Safford also taught in Vermont, where she encountered the 1980s sanctuary movement. Her Vermont community worked with a Guatemalan family fleeing the civil war and genocide in that country.
Assessing the risk
After that first meeting, Safford says she and the church members went home and began “backing up the process.” That meant congregational meetings to discuss sanctuary, civil disobedience, and “what it means to stand in solidarity with a community of color experiencing perilous oppression.”
Education starts at home, as members of congregations learn about U.S. immigration policy, about immigrants and about refugees. The meetings and discussions are essential to “softening hearts to people who will be living with them,” Bates says. Then they can begin physically preparing living spaces within the building and preparing financially.
Choosing sanctuary is a tough and risky decision for immigrants, says Bates. “You have to consider that you are taking yourself out of what you know as home and community and placing yourself in another one entirely. You have to take very seriously the fact that you may be confined to be within the same four walls for a very long time.” No one is yet living in sanctuary in Minnesota, as of press time.

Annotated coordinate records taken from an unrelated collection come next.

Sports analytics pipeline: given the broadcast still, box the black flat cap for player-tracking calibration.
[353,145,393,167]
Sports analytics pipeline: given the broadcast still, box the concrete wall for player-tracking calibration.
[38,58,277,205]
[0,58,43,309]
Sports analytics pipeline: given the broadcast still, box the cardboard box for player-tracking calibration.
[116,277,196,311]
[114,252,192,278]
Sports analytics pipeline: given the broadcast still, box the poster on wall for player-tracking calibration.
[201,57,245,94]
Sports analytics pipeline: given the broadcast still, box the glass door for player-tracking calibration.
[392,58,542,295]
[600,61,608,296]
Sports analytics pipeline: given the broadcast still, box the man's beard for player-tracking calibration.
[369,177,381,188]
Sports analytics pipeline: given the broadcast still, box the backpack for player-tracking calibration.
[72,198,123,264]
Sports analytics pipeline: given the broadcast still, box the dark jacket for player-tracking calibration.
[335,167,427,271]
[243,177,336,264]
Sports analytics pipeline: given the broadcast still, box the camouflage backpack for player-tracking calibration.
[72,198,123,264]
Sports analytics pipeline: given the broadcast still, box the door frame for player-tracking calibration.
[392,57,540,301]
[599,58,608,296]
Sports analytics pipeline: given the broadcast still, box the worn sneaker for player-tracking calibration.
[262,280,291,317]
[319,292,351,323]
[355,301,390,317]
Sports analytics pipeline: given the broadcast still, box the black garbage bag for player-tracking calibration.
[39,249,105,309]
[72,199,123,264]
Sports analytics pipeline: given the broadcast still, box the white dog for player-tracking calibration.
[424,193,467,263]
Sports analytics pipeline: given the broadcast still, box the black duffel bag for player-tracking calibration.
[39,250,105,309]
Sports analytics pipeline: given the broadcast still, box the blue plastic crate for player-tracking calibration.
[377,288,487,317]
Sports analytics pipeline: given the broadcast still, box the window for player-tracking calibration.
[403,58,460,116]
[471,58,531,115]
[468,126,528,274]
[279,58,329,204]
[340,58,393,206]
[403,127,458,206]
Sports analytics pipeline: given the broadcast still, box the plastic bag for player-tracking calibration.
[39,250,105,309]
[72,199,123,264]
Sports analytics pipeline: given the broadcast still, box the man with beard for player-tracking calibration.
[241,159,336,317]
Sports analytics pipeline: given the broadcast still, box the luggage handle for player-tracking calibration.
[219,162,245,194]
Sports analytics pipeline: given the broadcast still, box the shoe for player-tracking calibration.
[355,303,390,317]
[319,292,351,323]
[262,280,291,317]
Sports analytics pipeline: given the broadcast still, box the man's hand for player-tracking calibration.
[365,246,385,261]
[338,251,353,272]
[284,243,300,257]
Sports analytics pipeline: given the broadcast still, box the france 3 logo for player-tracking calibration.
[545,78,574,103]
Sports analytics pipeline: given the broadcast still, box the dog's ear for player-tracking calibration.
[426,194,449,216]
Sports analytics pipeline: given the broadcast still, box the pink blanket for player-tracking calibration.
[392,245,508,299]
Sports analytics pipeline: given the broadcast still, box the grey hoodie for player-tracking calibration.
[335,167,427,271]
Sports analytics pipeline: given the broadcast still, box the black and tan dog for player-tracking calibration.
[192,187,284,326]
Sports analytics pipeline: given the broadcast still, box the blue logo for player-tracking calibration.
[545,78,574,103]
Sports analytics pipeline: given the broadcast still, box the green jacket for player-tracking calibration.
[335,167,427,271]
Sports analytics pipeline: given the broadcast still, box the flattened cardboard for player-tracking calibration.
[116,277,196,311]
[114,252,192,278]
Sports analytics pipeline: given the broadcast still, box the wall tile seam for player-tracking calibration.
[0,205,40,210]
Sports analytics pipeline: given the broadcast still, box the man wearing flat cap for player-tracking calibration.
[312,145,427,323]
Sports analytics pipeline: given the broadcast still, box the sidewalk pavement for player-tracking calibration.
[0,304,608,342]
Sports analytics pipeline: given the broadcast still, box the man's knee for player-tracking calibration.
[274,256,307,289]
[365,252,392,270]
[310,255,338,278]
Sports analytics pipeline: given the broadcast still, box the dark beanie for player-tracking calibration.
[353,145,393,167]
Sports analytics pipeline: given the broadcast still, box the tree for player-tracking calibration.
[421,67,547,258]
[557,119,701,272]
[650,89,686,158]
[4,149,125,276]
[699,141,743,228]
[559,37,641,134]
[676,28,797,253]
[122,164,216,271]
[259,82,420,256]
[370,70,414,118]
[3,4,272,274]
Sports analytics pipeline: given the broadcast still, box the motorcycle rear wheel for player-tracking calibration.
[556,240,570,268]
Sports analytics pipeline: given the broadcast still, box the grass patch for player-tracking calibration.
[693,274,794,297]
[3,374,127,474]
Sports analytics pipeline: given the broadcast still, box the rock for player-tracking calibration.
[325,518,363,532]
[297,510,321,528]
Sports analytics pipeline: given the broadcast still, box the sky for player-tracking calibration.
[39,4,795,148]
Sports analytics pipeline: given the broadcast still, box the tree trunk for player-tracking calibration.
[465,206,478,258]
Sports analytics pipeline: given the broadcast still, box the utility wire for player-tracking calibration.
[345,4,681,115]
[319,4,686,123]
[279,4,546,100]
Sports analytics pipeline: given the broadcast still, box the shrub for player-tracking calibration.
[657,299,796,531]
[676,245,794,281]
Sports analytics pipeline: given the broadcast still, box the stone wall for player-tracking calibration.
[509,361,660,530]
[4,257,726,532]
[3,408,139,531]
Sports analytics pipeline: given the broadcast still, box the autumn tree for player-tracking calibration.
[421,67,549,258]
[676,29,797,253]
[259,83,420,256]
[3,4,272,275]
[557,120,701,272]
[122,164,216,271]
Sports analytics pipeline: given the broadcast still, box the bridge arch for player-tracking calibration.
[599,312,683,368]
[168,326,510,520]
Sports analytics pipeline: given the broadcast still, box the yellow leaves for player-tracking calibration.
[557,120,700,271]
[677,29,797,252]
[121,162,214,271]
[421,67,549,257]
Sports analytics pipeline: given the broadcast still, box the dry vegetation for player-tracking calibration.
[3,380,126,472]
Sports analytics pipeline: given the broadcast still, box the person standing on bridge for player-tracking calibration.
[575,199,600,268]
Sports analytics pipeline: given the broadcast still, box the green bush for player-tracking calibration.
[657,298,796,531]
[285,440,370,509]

Bates says sanctuary is “absolutely” risky for congregations, too. “I would be cautious about anyone who didn’t consider it a risk. … We want congregations to take very seriously what this means.”
Safford acknowledges risks, including the possibility that ministers at sanctuary churches could be arrested. But, she says, “It’s not high on my list of concerns. I’m more concerned about failing to answer a clear call to help and to resist when it comes.” Besides, she adds, “We have a lot less to lose than [do] the 90,000 undocumented people in Minnesota who could be deported or detained at any minute.”
Besides the Minnesota congregations offering sanctuary, many others have committed to support them with volunteers, physical and financial resources, prayer and pressure on public officials.
The sanctuary movement continues to grow in Minnesota and across the country. Bates says ISAIAH is “constantly getting questions” and holds frequent forums on sanctuary. She insists that the movement is rooted in scriptures and faith. “God is not a God who would endorse hate,” she says. “God is not a God who would endorse separation of families. God says quite the opposite – welcoming the stranger, loving the foreigner, treating them as one of your own.”
For Safford, the line between spirituality and politics blurs. “The only faith I can hold with integrity is one that is lived out in word and in action,” she says. “And the only action that can have any integrity is one that is grounded in some sense of justice, hope and equality.”